Because in a capitalist system, the worker does not own the product of his labor, it gives birth to a dark irony: what should be mere tools become the masters and who should masters becomes mere tools. The worker produces an object that should be his to command but instead becomes a slave to the object that he produced.
According to Marx, because the product of a worker's labor is an alien thing in a market economy, the act of producing ceases to be a process where workers feel like themselves. "In his work," Marx (ibid., 74) writes,
…he does not affirm himself but denies himself, does not feel content but unhappy, does not develop freely his physical and mental energy but mortifies his body and ruins his mind. The worker therefore only feels himself outside his work, and in his work feels outside himself. He feels at home when he is not working, and when he is working he does not feel at home.
Work should be a source of dignity. But in a capitalist system, work is not ennobling. Instead, "it is activity as suffering, strength as weakness, begetting as emasculating, the worker's own physical and mental energy, his personal life – for what is life but activity? – as an activity which is turned against him, independent of him and not belonging to him" (ibid., 80). Because the product that the worker produces is an alien thing, the process of production is an alienating process.
There is a third sense in which labor in a capitalist economy is alienating. Work "estranges from man his own body, as it does [his] external nature and his spiritual essence, his human being" (ibid., 78). Human beings are transformed into something not altogether human. Unlike animals, who only produce what they need for themselves and their offspring, humans also produce when their physical needs have been satisfied as a way to express their sense of beauty and their sense of self. Because workers are robbed of their labor product, they are robbed of their humanity; they are robbed of their "advantage over animals." Alienated labor is necessarily debased labor.
Finally, labor in a capitalist system also alienates workers from their fellow men. According to Marx (ibid.),
An immediate consequence of the fact that man is estranged from the product of his labor, from his life activity, from his [nature], is the estrangement of man from man. When man confronts himself, he confronts the other man. What applies to a man's relation to his work, to the product of his labor and to himself, also holds of a man's relation to the other man, and to the other man's labor and object of labor.
Rather than being connected to his fellow man, man is separated from his fellow man during the process of production.

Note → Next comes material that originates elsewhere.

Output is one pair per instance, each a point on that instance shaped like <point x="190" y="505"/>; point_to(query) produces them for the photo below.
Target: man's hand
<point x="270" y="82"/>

Moreover, the man divorced from his labor products, himself and his humanity, cannot be connected to others. The estrangement of the worker that occurs in a capitalist system is a total estrangement.
To summarize, for Marx individuals in a capitalist system become alienated from their labor product, the production process, their human nature, and one another. Capitalism thus transforms humans into a kind of creature. Recall, that Marx ( 2005, 220) argued that "the division of labor … [transforms] him into a spiritual and physical monster."
If morality is in any way an expression of our humanity, then this spiritual and physical monster does not have the capacity to be a truly moral actor. A man who is estranged from himself and his fellow men cannot possibly be virtuous. The money system, which is responsible in Marx's theory for the worker's alienation, exhibits an "overturning power both against the individual and against the bonds of society, etc., which claim to be essences in themselves. It transforms fidelity into infidelity, love into hate, hate into love, virtue into vice, vice into virtue, servant into master, master into servant, idiocy into intelligence and intelligence into idiocy" ( 1988, 138). Again, the confusion, the loss of self that Marx describes, is profound, total. Estranged from his true nature, man is bewildered, and "the world," Marx (ibid.) wrote, is "upside down." We should expect workers in a capitalist system to be debased because laboring in a capitalist system debases. We should expect him to be undignified because laboring in a capitalist system robs him of his dignity. We should expect him to be egoistic and asocial because laboring in a capitalist system alienates him from his human nature and his fellow men.
Again, this summary of Marx's moral critic of capitalism is largely an uncritical one. Of course, I do not mean this as an implicit endorsement of Marx's positions. In fact, I hold almost exactly the opposite position from his on every issue discussed above. For instance, as I argued elsewhere, I believe that markets are moral teachers. See also my essays "Why the Market?" (2009), "The Moral Meanings of Markets" (Langrill and Storr 2012), "The Impartial Spectator and the Moral Teachings of Market" (2018) and "Markets as Moral Training Grounds" (Choi and Storr 2017). Additionally, my colleague Ginny Choi and I are currently finalizing a manuscript tentatively titled "A Moral Case For Markets," which is under contract with Palgrave MacMillan and should be published next year.
But as I said at the outset, his moral critique of capitalism has not yet been proven wrong by history or adequately addressed by his critics. Moreover, although Marx's influence has somewhat waned, much of his moral critique of capitalism remains quite popular. Thus, I think Marx's moral critiques of capitalism deserve a fresh hearing, if only to inspire a more direct critique.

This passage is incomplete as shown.